OpenAFS Master Repository branch, master, updated. BP-openafs-stable-1_8_x-608-g20dc283
Gerrit Code Review
Fri, 29 May 2020 00:23:15 -0400
The following commit has been merged in the master branch:
Author: Andrew Deason <email@example.com>
Date: Sun Nov 24 22:36:17 2019 -0600
FBSD: Ignore VI_DOOMED vnodes
Currently on FreeBSD, osi_TryEvictVCache calls vgone() for our vnode
after checking if the given vcache is in use. vgone() then calls our
VOP_RECLAIM operation, which calls afs_vop_reclaim, which calls
afs_FlushVCache to finally actually flush the vcache.
The current approach has at least the following major issues:
- In afs_vop_reclaim, we return success even if afs_FlushVCache()
fails. This allows FreeBSD to reuse the vnode for another file, but
the vnode is still being referenced by our vcache, which is
referenced by the global VLRU and various other structures. This
causes all kinds of weird errors, since we try to use the underlying
vnode for different files.
- After the relevant checks in osi_TryEvictVCache are done, another
thread can acquire a new reference to our vcache (this can happen
while vgone() is running up until the vnode is locked). This new
reference will cause afs_FlushVCache to fail.
- Our afs_vop_reclaim callback is called while the vnode is locked,
and can acquire afs_xvcache. Other code locks the vnode while
afs_xvcache is already held (such as afs_PutVCache -> vrele). This
can lead to deadlocks if two threads try to run these codepaths for
the same vnode at the same time.
- afs_vop_reclaim optionally acquires afs_xvcache based on the return
value of CheckLock(&afs_xvcache). However, CheckLock just returns if
that lock is locked by anyone, not if the current thread holds the
lock. This can result in the rest of the function running without
afs_xvcache actually being held if we drop AFS_GLOCK at any point.

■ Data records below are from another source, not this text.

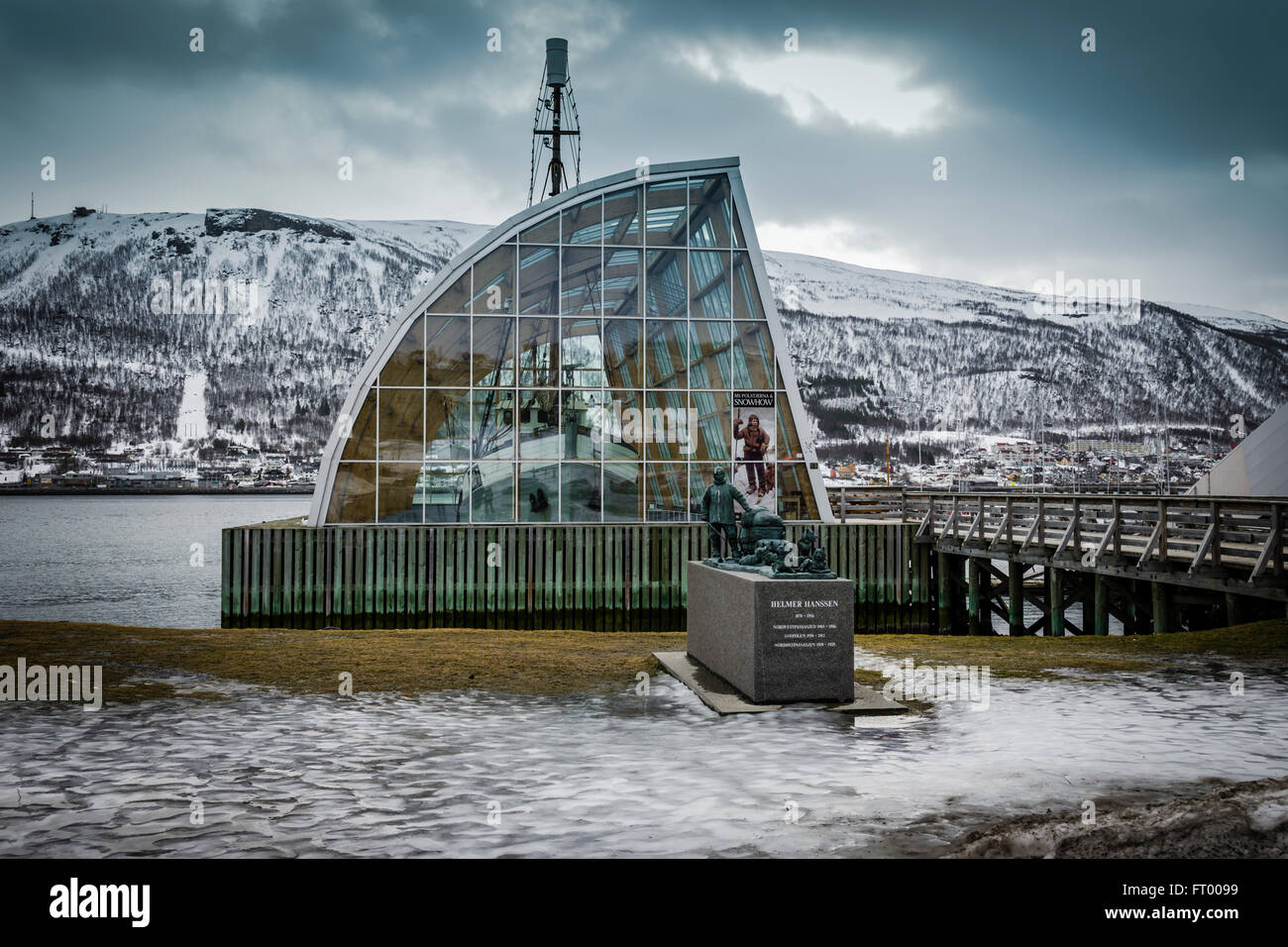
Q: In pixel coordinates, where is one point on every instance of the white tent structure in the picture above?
(1258, 467)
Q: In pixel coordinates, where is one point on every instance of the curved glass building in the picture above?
(591, 360)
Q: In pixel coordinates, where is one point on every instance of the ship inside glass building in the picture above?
(592, 360)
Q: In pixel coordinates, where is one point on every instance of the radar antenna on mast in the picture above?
(555, 119)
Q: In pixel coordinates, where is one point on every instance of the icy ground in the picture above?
(622, 775)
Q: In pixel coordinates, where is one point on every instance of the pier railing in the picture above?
(1194, 534)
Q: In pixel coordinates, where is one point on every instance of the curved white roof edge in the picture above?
(510, 228)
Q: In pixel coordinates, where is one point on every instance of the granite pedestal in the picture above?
(774, 639)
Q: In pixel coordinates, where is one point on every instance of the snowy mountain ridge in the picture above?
(879, 350)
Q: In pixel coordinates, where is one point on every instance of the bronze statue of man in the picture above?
(720, 515)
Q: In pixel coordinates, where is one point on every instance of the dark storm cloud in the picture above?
(1113, 163)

- osi_TryEvictVCache() tries to vn_lock() the target vnode, but we may
already have another vnode locked in the current thread. If the
vnode we're trying to evict is a descendant of a vnode we already
have locked, this can deadlock.
To fix these issues, make some changes to how our vcache management
works on FreeBSD:
- Do not allow anyone to hold a new reference on a VI_DOOMED vnode.
We do this by checking for VI_DOOMED in osi_vnhold, and returning an
error if VI_DOOMED is set.
- In afs_vop_reclaim, panic if afs_FlushVCache fails. With the new
VI_DOOMED check, afs_FlushVCache show now never fail; and if it
somehow does, panic'ing immediately is better than corrupting
various structures and panic'ing later on.
- Move around some of the relevant locking in afs_vop_reclaim to fix
the lock-related issues.
- In osi_TryEvictVCache, don't wait for the vnode lock (LK_NOWAIT);
treat the vnode as "in use" if we can't immediately obtain the lock.
Thanks to firstname.lastname@example.org and email@example.com for insight and help
investigating the relevant issues.
Tested-by: BuildBot <firstname.lastname@example.org>
Reviewed-by: Benjamin Kaduk <email@example.com>
src/afs/FBSD/osi_vcache.c | 42 +++++++++++++++++++++++++++++++-----------
src/afs/FBSD/osi_vm.c | 3 +--
src/afs/FBSD/osi_vnodeops.c | 28 ++++++++++++++++++++--------
3 files changed, 52 insertions(+), 21 deletions(-)
OpenAFS Master Repository